La recrudescence des barrières payantes entre Mwenga et Kamituga suscite de vives inquiétudes au Sud-Kivu. Des acteurs de la société civile affirment que leur nombre est passé d’une dizaine à plus de vingt en quelques mois, avec une forte hausse des montants exigés aux usagers, alimentant les difficultés économiques des populations.
La situation sur la route reliant Mwenga à Kamituga continue de préoccuper les habitants et les opérateurs économiques. Des organisations de la société civile dénoncent une multiplication des barrières de perception, qui alourdirait considérablement le coût des déplacements et du transport des marchandises.

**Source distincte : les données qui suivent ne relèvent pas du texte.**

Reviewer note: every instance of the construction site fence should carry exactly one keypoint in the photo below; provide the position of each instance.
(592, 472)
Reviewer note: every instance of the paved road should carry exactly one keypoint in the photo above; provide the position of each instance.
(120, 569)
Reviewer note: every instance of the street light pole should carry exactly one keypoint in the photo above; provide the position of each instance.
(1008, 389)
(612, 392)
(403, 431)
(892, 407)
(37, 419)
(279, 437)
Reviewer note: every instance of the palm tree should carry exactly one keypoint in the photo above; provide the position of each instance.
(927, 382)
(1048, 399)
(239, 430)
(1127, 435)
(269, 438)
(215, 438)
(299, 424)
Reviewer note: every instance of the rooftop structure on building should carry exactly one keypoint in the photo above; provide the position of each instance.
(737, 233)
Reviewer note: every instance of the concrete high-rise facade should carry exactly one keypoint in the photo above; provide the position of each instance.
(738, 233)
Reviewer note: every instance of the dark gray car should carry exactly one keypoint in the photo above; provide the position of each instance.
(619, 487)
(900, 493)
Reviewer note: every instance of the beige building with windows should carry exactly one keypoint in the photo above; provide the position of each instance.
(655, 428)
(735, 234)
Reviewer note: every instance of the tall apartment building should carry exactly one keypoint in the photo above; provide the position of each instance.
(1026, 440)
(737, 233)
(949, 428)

Selon Alain Mutiki, acteur de la Nouvelle Dynamique de la Société Civile (NDSCI) au Sud-Kivu, le nombre de barrières était limité à neuf à l’issue d’une réunion de sécurité élargie organisée le 24 avril dernier à Mwenga avec les différentes parties prenantes. Il affirme qu’aujourd’hui, plus de vingt barrières sont recensées sur cet axe.
Toujours selon cette organisation, les montants réclamés aux voyageurs et transporteurs auraient fortement augmenté. Les perceptions, autrefois estimées autour de 10 000 francs congolais, atteindraient désormais entre 20 000 et 50 000 francs congolais selon les points de contrôle, une évolution qui pèserait lourdement sur les ménages et les activités commerciales.

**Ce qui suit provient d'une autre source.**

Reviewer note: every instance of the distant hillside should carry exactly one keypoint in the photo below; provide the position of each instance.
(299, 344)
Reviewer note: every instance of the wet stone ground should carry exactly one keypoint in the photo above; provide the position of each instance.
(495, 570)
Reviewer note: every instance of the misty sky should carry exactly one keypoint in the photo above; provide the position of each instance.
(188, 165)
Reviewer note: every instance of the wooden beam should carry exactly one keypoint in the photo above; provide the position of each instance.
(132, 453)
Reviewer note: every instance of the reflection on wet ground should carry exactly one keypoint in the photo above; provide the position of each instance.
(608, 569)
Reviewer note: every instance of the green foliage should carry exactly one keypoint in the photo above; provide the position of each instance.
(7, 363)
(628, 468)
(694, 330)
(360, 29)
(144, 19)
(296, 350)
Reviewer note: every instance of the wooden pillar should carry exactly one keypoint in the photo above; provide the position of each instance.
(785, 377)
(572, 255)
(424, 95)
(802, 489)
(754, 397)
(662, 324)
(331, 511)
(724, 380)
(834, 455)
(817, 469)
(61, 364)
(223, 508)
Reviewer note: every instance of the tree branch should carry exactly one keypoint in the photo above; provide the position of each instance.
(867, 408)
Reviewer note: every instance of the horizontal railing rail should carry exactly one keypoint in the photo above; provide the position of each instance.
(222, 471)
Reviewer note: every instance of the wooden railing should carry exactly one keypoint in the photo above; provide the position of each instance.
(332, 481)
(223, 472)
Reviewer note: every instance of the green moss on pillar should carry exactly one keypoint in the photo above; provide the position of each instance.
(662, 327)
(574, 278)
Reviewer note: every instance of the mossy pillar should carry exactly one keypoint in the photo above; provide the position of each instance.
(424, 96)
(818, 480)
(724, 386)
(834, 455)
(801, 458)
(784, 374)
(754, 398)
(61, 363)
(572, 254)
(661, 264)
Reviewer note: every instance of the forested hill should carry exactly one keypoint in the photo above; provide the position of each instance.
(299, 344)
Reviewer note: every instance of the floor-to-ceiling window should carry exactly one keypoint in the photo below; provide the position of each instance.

La NDSCI estime que cette situation freine les échanges entre Mwenga et Kamituga, deux entités dont les liens économiques reposent largement sur le transport routier. Elle appelle les autorités compétentes à faire respecter les décisions prises lors de la réunion de sécurité et à mettre fin aux perceptions jugées excessives.
Jusqu’à présent, les autorités administratives et sécuritaires concernées n’ont pas publiquement réagi à ces nouvelles allégations. L’ESSENTIEL RDC pas été en mesure de vérifier de manière indépendante le nombre exact de barrières ni les montants actuellement perçus auprès des usagers.
Dans un contexte où les coûts de transport influencent directement les prix des produits de première nécessité, plusieurs habitants interrogés par des organisations locales redoutent une nouvelle hausse du coût de la vie si aucune mesure n’est prise pour alléger les charges imposées sur cet axe routier.
Cette dénonciation relance le débat sur la réglementation des postes de contrôle routiers au Sud-Kivu et sur la nécessité d’un meilleur encadrement des perceptions afin de préserver la libre circulation des personnes et des biens.